The World Health Organization said the person developed a rash in late April, shortly before leaving Africa. The World Health Organization said on Monday that people identified as contacts had not yet reported “consistent symptoms”.

But more cases have emerged.

British health authorities announced two new infections on Wednesday, for a total of nine confirmed infections in England since May 6. The agency said there were no clear links between the last two patients and previous confirmed cases or countries in which monkeypox typically occurred — raising the possibility of monkeypox. community transmission.

The UK Health Security Agency (UKHSA) said the latest cases were “mostly in gay, bisexual or MSM”. The agency advises people in those groups to be “especially alert for any unusual rashes or lesions on any part of their body.”

The World Health Organization said it was aware of seven confirmed or probable cases – including three in one family – that appeared to be “locally acquired in the UK”.

Meanwhile, Portugal’s Directorate General of Health said more than 20 “suspected cases” have been identified this month.

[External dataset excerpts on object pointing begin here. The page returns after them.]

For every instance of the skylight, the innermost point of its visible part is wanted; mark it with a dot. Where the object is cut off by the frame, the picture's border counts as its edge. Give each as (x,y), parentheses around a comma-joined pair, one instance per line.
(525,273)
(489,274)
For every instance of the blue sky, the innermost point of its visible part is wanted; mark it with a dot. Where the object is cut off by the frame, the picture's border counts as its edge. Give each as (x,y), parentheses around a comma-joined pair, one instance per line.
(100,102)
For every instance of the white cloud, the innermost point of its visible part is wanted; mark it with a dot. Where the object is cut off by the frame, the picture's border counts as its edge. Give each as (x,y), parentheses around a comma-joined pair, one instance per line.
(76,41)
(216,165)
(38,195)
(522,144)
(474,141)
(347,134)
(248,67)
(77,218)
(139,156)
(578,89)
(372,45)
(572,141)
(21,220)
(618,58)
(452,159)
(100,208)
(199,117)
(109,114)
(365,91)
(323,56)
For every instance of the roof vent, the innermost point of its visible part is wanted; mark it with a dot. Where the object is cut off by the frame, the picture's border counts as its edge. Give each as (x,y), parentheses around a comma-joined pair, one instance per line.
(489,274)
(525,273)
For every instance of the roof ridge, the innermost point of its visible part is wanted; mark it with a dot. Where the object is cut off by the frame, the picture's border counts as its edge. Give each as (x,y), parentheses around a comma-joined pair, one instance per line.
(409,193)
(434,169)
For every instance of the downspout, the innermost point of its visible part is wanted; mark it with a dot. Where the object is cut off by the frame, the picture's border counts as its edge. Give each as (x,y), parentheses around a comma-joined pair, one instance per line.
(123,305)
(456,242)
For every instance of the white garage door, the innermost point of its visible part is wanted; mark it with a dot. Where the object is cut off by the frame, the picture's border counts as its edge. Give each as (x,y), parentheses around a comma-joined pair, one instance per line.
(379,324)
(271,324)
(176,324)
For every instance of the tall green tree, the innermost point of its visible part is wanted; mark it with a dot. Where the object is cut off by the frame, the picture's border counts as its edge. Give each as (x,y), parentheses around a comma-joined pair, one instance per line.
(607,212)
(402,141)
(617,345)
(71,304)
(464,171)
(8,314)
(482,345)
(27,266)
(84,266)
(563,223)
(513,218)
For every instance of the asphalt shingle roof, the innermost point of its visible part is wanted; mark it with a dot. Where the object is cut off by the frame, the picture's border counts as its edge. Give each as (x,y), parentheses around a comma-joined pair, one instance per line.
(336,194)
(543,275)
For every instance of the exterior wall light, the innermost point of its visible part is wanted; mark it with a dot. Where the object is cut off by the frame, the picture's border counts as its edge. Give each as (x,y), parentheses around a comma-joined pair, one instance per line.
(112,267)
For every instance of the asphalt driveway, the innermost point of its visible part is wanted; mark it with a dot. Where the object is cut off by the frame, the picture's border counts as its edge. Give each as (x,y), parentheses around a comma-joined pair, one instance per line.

The agency confirmed the injury of five of them, and the injuries are concentrated among young people.

What do we know about the US case?

The Massachusetts Department of Public Health said in a statement that the man who had recently traveled to Canada was tested for the virus on Tuesday, and the CDC confirmed the infection on Wednesday.

CDC medical officer Ajam Rao told the Washington Post on Wednesday that the CDC is monitoring six Americans after sitting on a plane near a British patient. None of the patients showed signs of monkeypox symptoms.

US officials said doctors should consider diagnosing monkeypox in people who have an unexplained rash, who have traveled to a country with a confirmed case, been in contact with someone who may have been infected or who had sex with other men.

The CDC works with counterparts in other countries to gather information that can answer experts’ many questions.

“We are still early in all of this to really understand its scope and its cause,” Rao said. “We’re very much in a response mode where we’re trying to identify cases, identify potential contacts, and make sure we’re making the right recommendations for all of those people, including the health care personnel looking after the patient.”

The disease is so rare, said Inglesby of Johns Hopkins University, that “most doctors in America will never see a case in their lifetime” — so communication about monkeypox will be important in ensuring doctors monitor symptoms.

Another top priority, he said, is: getting more information about any links between distant infections. Is the disease spreading from West and Central Africa to other countries independently? Or do issues spread through networks of people?

“It’s going to be really important for us to understand that, because once you understand how cases are spreading … it gives us a chance to intervene,” Inglesby said.

Obtaining the genetic sequence of the virus behind the latest cases will help scientists verify whether they are dealing with a new strain of monkeypox. Inglesby said that unlike the flu or the coronavirus, researchers haven’t noticed much change in monkeypox over the years, “and it will be important to make sure that’s the case.”. “

Thanks to global trade and travel, experts said, smallpox viruses are able to spread farther. The eradication of smallpox in 1980 helped the remaining smallpox viruses bypass dwindling protection measures, said Ann Rimoen, a UCLA epidemiologist who has studied monkeypox for two decades.

“No good deed goes unpunished,” said Raymoine. “You’re proclaiming that you can eliminate the pathogen, but you can leave room for another to emerge.”

While researchers have found a rise in the prevalence of monkeypox since the end of the smallpox vaccine campaign, other factors have been linked to the infection, including climate change and other environmental shifts that have led to more human-animal interactions, Rao said.

“We are now at a point where we really need to know why this is happening before we can start proposing solutions, such as vaccines,” Rao said. “This is unexpected. It is not something we would have recommended if you asked me two weeks ago because the risk to the general public is extremely rare.”